Когда он вышел из бани, навстречу пронеслась старушка – халат трепыхался, в руке был зажат крючок.
Возле своего подъезда вор зашел в автомат и позвонил матери на работу.
– Привет, дорогуша… Все некогда… Извини…
Мимо будки проковылял дед с плюгавой собакой.
– Шалфеем надо полоскать… Бабка от всего шалфеем спасалась… Ладно… Ладно…
Пес зарылся носом в кусок газеты.
– Как твой астроном? Все звезды оприходовал?
Дунул ветер, и газета, взлетев, спланировала на газон. Пес, натянув поводок, устремился за ней.
– По делу… Ты у себя джинсы толкнуть можешь?.. Американские… Фирма… Почти новяк… Пятидесятый… А куртку?.. Натуральная кожа…
На газоне уже не было ни пса, ни газеты, лишь четкая вереница следов по тонкому слою снега да засохший стебель.
– Тогда завтра заброшу… Привет девочкам… Это можно… Когда я отказывался… Познакомь, если тебе так хочется… Значит, симпатичная, приятной наружности?.. Ну, пока…
7
Вечером того же дня неожиданно заявился Серега.
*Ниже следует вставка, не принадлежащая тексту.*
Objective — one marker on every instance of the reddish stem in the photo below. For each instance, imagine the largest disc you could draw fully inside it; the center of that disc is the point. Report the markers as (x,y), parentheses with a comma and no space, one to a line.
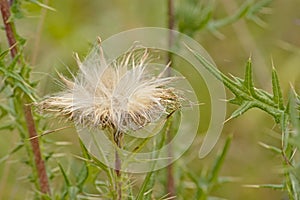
(39,162)
(8,25)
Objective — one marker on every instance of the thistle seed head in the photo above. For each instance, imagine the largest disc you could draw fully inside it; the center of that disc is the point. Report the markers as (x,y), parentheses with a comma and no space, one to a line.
(124,96)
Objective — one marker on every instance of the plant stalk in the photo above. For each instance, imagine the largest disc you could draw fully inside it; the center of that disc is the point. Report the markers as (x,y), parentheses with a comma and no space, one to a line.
(9,27)
(170,172)
(39,162)
(118,187)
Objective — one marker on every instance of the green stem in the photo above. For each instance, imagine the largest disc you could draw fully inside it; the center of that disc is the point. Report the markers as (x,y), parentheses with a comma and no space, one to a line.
(39,162)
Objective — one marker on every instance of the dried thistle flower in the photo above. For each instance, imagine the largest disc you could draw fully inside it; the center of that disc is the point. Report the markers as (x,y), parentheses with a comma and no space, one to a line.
(122,96)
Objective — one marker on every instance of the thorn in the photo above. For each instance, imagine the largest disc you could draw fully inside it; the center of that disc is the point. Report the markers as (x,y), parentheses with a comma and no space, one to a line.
(49,131)
(68,83)
(230,118)
(272,63)
(99,40)
(250,57)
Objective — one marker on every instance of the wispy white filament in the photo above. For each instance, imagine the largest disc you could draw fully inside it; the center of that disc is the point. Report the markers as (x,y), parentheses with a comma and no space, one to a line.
(123,95)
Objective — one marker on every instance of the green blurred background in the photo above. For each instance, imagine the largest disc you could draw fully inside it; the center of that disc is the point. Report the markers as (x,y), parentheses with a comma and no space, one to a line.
(76,24)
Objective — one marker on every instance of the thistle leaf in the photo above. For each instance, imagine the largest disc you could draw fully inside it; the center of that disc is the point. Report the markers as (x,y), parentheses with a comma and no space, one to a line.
(246,95)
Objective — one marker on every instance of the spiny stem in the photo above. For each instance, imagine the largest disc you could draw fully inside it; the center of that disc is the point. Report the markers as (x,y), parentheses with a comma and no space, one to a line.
(171,26)
(39,162)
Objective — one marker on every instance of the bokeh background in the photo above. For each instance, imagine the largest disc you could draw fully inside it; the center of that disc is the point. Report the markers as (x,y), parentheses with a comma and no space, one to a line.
(53,36)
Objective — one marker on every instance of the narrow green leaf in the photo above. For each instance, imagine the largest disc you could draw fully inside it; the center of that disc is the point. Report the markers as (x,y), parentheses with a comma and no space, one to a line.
(213,174)
(270,147)
(147,186)
(277,94)
(246,105)
(82,175)
(248,82)
(272,186)
(42,5)
(64,175)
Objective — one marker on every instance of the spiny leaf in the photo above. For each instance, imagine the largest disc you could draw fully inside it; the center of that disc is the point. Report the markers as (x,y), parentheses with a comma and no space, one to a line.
(246,105)
(245,94)
(213,175)
(248,82)
(64,175)
(147,186)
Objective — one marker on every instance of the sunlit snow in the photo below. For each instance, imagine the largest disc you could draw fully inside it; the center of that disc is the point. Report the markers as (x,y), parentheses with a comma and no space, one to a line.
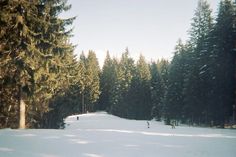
(104,135)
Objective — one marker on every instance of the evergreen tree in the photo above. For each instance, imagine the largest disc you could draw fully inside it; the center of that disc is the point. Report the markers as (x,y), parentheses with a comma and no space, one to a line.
(106,82)
(194,85)
(223,64)
(174,96)
(157,92)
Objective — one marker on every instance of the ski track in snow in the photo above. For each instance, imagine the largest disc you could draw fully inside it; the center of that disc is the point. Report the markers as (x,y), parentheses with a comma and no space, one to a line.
(103,135)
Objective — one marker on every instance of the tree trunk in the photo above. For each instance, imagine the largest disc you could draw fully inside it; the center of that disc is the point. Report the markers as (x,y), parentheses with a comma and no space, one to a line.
(83,107)
(22,115)
(21,109)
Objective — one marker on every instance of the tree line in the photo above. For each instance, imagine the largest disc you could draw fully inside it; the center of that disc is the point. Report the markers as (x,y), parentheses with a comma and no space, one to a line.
(42,81)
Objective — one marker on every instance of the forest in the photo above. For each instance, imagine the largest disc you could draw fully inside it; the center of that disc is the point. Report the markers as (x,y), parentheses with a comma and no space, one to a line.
(42,81)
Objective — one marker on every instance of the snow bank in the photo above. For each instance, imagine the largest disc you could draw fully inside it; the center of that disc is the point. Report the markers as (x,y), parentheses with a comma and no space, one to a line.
(103,135)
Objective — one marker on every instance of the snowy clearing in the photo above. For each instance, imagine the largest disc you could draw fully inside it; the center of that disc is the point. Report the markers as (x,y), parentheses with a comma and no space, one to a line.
(103,135)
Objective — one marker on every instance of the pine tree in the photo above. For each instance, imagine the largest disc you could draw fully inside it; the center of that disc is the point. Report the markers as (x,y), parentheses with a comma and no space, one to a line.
(157,92)
(106,82)
(194,85)
(174,99)
(223,64)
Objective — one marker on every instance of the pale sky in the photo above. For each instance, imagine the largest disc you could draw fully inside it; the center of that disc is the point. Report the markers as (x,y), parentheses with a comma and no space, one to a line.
(148,27)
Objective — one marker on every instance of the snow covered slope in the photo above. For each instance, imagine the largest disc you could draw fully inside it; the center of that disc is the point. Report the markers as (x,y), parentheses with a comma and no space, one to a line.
(103,135)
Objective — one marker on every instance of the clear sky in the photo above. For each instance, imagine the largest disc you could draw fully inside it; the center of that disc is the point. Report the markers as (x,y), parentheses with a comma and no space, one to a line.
(148,27)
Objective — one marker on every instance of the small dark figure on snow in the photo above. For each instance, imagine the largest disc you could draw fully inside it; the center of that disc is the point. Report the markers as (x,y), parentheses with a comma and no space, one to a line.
(148,124)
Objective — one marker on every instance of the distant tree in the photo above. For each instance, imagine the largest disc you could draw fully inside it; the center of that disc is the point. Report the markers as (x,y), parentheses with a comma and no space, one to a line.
(106,82)
(157,92)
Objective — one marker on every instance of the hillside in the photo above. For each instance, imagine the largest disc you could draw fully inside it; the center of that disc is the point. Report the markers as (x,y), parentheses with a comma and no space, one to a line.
(104,135)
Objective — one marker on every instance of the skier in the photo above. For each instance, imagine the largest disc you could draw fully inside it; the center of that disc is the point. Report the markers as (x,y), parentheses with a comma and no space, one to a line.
(173,125)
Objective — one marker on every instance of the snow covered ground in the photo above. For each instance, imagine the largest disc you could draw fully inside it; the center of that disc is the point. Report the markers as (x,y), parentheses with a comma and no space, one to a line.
(103,135)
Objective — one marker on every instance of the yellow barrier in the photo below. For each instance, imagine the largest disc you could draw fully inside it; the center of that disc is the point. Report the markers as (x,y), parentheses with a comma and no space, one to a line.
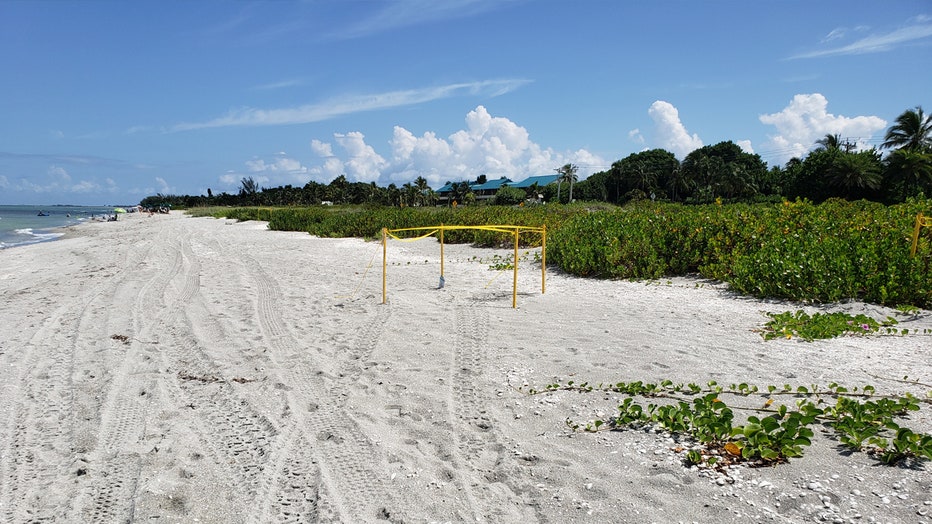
(438,230)
(920,222)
Он долго сопел в прихожей, стягивая пальто, и кряхтел, расшнуровывая стоптанные ботинки, а в комнате сразу же повалился на тахту, задев плечом розовый торшер.
– Может, пивка хватанем? С креветками? – вор поправил торшер.
– Пожалуй, – Серега закрыл глаза, облизнул губы и вдруг дрыгнул ногой, и тапок слетел. – А в этой берлоге шампанское найдется?
– Ты что, премию отхватил? Признавайся! Или по должности продвинули за многочисленные заслуги? Сияешь, как блин…
– Мелко плаваешь. Тащи лучше пиво, коли шампанского нет, и креветки не забудь обещанные…
– Чревоугодник, – вор на кухне поставил греться кастрюлю с водой, достал пакет с пожелтевшим укропом, приготовил миску мороженых креветок.
– Ох, и волокитчик, ох, и бюрократ! – Серега заглянул в кухню. – Нет больше сил терпеть такое издевательство!
– Скоро вода закипит.
– Да похвалишь ты меня, наконец, или нет? – Серега потрогал толстым пальцем креветку, которая выскользнула из миски на стол.
– За что, интересно, я должен хвалить тебя? – вор поднял крышку, заглянул в кастрюлю. – За что, спрашиваю?
– Да я же все-таки попался на твою удочку… Слишком точно ты все про бани расписал…
– Прогресс, – вор сыпанул в закипающую воду ложку соли.
– Не давало мне покоя твое расписание – раз в десять дней… Думаю, а вдруг он и впрямь балуется, не мешало бы проверить… Да сыпь ты их, миленьких, не видишь – кипит вовсю!.. Решил, значит, проследить, ну так просто, для очистки совести…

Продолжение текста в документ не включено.